En attendant l’arrivée de mes parents, je couvre Michel d’une couverture et me regarde. Ma chemise de nuit est écarlate. Le couloir est plein de sang.  Je supplie Elie de déchirer mon vêtement et lui demande de m’amener des serviettes pour sécher le sang et une autre chemise de nuit.  Qui en un rien de temps fut souillée aussi.
Heureusement mes parents n’habitent qu’à une minute de chez moi. Ils arrivent rapidement. Maman, infirmière de profession, me donne rapidement les premiers soins, prend le pouls de mon mari qui « Gémit son mal, Il est blanc, autant la nuit est noire, Il est froid autant la nuit est froide »
Elle prend en charge Christophe qui dort encore, tranquille au milieu des éclats.  Avec une force que seul donne le désespoir, mon père et Elie transporte Michel dans la voiture de Papa, Dieu merci à l’époque une Volvo bien solide.  Je ne sais toujours pas comment j’ai pu marcher, monter en voiture, soutenir mon mari.
Les 2km qui nous séparent de l’hôpital furent horriblement longs. Mon père zigzaguait entre les bombes, et chaque trou, chaque bosse étaient un calvaire pour nous deux, blessés.
Des bombes
Qui tombent, tombent, tombent
Comme des tombes
Noires, glacées, froides
Comme cette nuit
Qui n’en finit plus.

Je pensais avoir vécu le pire. Le pire était à venir. A l’hôpital, des dizaines de soldats. C’était dantesque. Des bras arrachés, des pieds en lambeaux, un œil crevé, des ventre atteints toutes entrailles dehors, des visages déchiquetés.
Et des cris
Des cris
Des insultes
Des hurlements.
Et moi sur mon brancard. Et moi toute nue sous un drap. Ayant été jugée «  Hors danger » après les rayons X, on m’avait laissée seule sous une fenêtre brisée. Nous étions en février. Je tremblais de tout. De froid, de peur, d’angoisse.
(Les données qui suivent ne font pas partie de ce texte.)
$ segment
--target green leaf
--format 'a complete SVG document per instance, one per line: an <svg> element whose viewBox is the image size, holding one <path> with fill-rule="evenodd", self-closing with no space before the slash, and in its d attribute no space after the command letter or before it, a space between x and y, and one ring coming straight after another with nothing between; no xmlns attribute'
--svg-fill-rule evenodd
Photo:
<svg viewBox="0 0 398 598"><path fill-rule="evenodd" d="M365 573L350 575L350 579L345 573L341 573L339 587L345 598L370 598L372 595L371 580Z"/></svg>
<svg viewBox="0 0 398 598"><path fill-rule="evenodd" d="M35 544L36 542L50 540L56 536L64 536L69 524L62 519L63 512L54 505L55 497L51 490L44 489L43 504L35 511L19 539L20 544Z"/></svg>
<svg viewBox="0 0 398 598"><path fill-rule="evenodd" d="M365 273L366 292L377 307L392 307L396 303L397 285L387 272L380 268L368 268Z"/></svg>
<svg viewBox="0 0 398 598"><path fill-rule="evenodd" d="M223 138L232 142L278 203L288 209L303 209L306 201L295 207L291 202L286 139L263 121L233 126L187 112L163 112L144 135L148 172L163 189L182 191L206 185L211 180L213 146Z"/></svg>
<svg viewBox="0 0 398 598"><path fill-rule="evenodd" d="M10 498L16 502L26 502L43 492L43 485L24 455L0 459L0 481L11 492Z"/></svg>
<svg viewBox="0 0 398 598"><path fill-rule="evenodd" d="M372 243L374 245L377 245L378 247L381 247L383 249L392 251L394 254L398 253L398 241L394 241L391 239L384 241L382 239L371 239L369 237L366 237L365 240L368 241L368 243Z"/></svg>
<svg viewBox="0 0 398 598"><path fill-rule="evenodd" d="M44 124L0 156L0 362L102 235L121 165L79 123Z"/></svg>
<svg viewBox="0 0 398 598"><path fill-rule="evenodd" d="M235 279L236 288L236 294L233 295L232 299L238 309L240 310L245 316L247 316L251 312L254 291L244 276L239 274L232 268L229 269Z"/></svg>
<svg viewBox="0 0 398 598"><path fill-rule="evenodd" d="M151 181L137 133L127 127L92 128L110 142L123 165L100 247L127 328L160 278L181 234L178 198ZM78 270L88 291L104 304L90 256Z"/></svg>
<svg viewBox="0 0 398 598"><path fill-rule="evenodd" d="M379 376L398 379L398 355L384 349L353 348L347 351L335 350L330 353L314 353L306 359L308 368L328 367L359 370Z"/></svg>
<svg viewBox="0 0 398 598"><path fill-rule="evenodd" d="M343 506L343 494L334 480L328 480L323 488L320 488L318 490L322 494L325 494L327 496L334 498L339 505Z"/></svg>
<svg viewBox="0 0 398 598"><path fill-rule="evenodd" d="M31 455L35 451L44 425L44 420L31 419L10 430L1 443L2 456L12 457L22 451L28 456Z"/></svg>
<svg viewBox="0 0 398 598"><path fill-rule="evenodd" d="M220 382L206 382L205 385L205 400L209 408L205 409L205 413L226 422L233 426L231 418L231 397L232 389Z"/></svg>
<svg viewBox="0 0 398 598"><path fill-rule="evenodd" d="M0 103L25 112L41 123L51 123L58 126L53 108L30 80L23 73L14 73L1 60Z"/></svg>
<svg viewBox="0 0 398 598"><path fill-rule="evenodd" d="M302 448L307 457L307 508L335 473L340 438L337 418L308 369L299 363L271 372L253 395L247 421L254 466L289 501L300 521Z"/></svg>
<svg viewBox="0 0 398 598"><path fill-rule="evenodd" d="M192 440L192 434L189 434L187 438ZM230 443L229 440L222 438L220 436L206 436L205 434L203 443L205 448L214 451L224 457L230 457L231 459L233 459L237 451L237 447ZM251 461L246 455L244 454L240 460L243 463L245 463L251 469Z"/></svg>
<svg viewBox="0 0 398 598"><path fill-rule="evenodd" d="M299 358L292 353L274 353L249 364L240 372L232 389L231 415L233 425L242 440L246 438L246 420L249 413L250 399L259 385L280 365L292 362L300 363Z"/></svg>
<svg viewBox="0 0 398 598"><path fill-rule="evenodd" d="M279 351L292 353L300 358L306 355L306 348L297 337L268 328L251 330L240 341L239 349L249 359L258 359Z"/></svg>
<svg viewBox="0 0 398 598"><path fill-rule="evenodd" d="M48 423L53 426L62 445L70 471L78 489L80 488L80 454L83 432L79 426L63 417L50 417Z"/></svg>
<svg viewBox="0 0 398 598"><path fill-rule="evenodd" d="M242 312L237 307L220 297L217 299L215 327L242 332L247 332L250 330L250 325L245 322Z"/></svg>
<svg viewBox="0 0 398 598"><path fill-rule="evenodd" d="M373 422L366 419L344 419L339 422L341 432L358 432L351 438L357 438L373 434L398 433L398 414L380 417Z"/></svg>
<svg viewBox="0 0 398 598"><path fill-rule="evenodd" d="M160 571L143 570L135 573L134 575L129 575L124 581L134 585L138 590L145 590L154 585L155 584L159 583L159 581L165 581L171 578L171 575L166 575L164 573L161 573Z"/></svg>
Mes larmes ne coulaient pas. 
Ce soir-là, j’ai compris ce que «bain de sang » voulait dire. Je n’oublierais jamais cette religieuse qui n’arrêtait pas de passer la serpillière inlassablement, inutilement.
Dans une des salles d’opération, Michel se faisait poser un drain « à froid » sans anesthésie, pour vider le sang de l'hémorragie interne. Les médecins le garderont ensuite sous observation. Si l’éclat ne bouge pas, il ne sera pas opéré (ce qui fut le cas).
Le chaos qui régnait à l’hôpital était insoutenable.  Les soldats n’arrêtaient pas de hurler leurs insultes et mon mari  sa douleur que j’entendais à chaque fois qu’une infirmière ouvrait la salle d’opération.
Et c’est là que moi j’ai hurlé. Un petit bout de femme désespérée, angoissée, à bout. Un hurlement qui a fait taire tout le monde sauf les bombes.

Il est Six heures du matin
SIX HEURES DU MATIN
L’aube chasse la nuit
Un coq à encore le courage de chanter.
Des oiseaux ont encore la force de voler
Le soleil a encore l’insolence de paraître
La vie a encore l’insolence de renaitre.
La nuit est finie
Pas la guerre.

Vous comprenez pourquoi je n’applaudis plus aucun seigneur de la guerre, quel qu’il soit.

Et que je méprise ceux qui applaudissent encore.


*Extraits du poème "Deux heures du matin" tiré du recueil " Amertumes" de Jean-Claude Boulos, publié en Décembre 1990.